After a few pages, a greater realization: one can read for pages and not encounter an actual idea. Words, chosen for ambiguity, arranged on paper so as to have no meaning when considered in sequence.
The book is unimportant in two ways: it is hypocritical and has no utility. It is an abstract game in which the author depends on 3rd-order natural-language word definitions to avoid committing to anything specific. Well, almost.
ON IT'S OWN TERMS, the book is necessarily a final (meta)attempt to provide the universal mechanism to avoid "cognitive dissonance", the discomfort felt when exposed to another viewpoint. But that assumes that cognitive dissonace is something all seek to avoid. Thus, there is the rejection of absolutes, itself based on a specific assertion -- the assumed universal/absolute desire to resolve cognitive dissonance.
Given the record of intellectuals and academia in jumping on-board intellectual frauds from Marxism to Keynesian economics to Freudian psychology to Kinsey sexuality (See "Degenerate Moderns" by Jones) only to see them collapse in ruins of error after thousands of Ph.D's and careers were built around them, post-modernism can be seen as a self-defense mechanism for academia. An attempt to declare that all human reason is inadequate, there being no truth. "We could only have failed so monstrously if human reason itself is unreal".
Self-centered arrogance. Human reason is fine, albeit finite. It is demonstrably irrational assumptions of academic elites that are unreal:
1. "There are no absolutes".Comment: The statement claims absolute knowledge, thus contradicts itself. (There is the temperature absolute zero. Has much to do with entropy, thus the cause-effect direction of time, with all THOSE consequences). Question: Do you suppose there are no absolutes or there are people who PREFER there are no absolutes, so they can do what they want?
2. "Everything is relative". Comment: Contradicts itself, being another absolute assertion of truth even as it claims there are none. Meaningless.
3. "We can't know anything with certainty". Comment: Except, it seems, this one belief. Which, being an example, is thus self-refuting and meaningless. It asserts an absolute truth as it claims one is not possible.
4. "What a person believes is the result of social, psychological or chemical conditioning" Comment: Then this belief is also the result of such conditioning, invalidating its significance to an equal extent.
5. "There is no truth". Comment: If true, the statement is an example contradicting it's assertion. Another impossible statement that excludes itself.
6. "Only empirically verifiable or falsifiable statements have any meaning". Comment: This idea cannot be verified and prohibits itself from being simply assumed true. It is thus impossible.
Post-modernism was invented to protect elites from the cognitive dissonance that comes with recognizing the irrationality of the assumed "enlightened" beliefs above. (That, and to amuse the French: "Jacques, I can't believe the Americans bought into us AGAIN...finally, revenge for all those 'I Love Lucy' reruns.")

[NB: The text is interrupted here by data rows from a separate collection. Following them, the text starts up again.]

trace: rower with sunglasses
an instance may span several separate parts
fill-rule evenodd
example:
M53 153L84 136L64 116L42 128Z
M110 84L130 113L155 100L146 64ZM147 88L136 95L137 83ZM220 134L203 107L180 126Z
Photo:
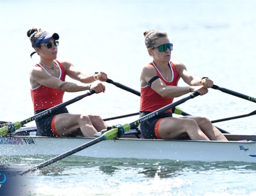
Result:
M99 93L105 91L105 86L101 83L93 82L105 81L108 77L105 73L88 75L76 69L69 61L56 59L59 38L57 33L50 34L41 29L33 28L27 34L35 50L30 57L37 53L40 57L30 73L35 114L62 103L65 92L93 90ZM84 84L65 81L66 75ZM37 135L47 137L92 137L95 133L108 127L99 116L69 114L66 107L36 119L35 122Z
M144 33L145 44L152 62L142 68L140 75L140 117L142 117L172 103L174 98L198 92L208 92L213 81L200 79L189 74L184 64L170 61L173 43L165 32L151 30ZM181 78L187 86L178 86ZM204 83L204 85L203 85ZM140 124L145 139L227 141L225 136L206 118L184 116L174 118L172 110Z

Once these beliefs are recognized and eliminated, human reason does well. The reasoning that requires the above to be self-refuting statements allows one to construct the mathematics to send a spacecraft 30 million miles to another planet and arrive within 100 meters. Human reason does well if started from a certain point.
The author, of course, doesn't deny any of this (and cannot), just constructs a preemptive defensive fog of imprecise words so as to cover all bases simultaneously. This fog is dependent on using implied but less common alternate word definitions. For example, when trying to address the charge of self-refutation, it turns out the charge must be "unloaded".

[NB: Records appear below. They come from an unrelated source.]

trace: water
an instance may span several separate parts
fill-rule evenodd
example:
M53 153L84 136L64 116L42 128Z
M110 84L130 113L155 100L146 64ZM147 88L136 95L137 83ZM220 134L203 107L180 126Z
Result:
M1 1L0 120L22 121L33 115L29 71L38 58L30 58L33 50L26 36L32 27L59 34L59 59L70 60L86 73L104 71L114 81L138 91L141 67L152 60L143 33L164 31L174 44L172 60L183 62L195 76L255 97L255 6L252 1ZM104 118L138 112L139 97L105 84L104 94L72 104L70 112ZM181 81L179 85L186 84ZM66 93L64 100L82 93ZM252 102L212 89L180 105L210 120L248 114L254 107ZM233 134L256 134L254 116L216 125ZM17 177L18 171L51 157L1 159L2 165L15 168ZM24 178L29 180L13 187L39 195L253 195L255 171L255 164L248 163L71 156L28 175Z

"Refutation" has too precise a meaning, thus the post-modernist has to "unload" the charge of self-refutation instead of "refuting" the charge of self-refutation. "Unload" is typically used with respect to physical labor. By switching it to refer to a logical operation, the author creates a vagueness of meaning that allows the reader to fill with imagination or assumption. Deeply dishonest, intentional miscommunication.
She writes "for the self-refutation charge to have logical force (as officially measured), the mirror-reversal it indicates must be exact". First, I wonder how, ON HER TERMS, she can know this. Second, I wonder what "mirror-reversal" logic is. Third, on her own terms, how and who "officially measures" logical force"?
There may be a suggestive parallel to post-modernism in science. Mathematical reasoning often contains infinite series summations, or sometimes, additional small terms in the expressions. For computational reasons, these expressions are often truncated to an approximation. Thus the spacecraft arrives 100 meters off target after 30 million miles. The error has little to do with the arbitrariness of human reason. 3rd order and higher terms were deliberately neglected, not worth carrying.
I think post-modernists fixate on these infinite series (without knowing about them, being verbalists), missing the bigger picture that to put a spacecraft down within 100 meters conclusively demonstrates successful reasoning of high order, including the precise boundaries of what one doesn't know. I suppose covariance mapping would be shocking revelation to a post-modernist.
While the book is UNimportant ON ITS OWN TERMS with respect to reason, it is very significant for academia. It promotes intellectual suicide of the current ruling elite that has failed so badly. Even as modern academics eat this stuff up to protect themselves from facing the awful recognition of the concretely false assumptions of humanism that frame their lives, it nullifies their intellectual existence and prepares for the collapse of degenerate institutions, making way for the new. Thus, some hope; the dead-wood is clearing itself. If it doesn't go fascist, universities might be in good shape in 20-30 years.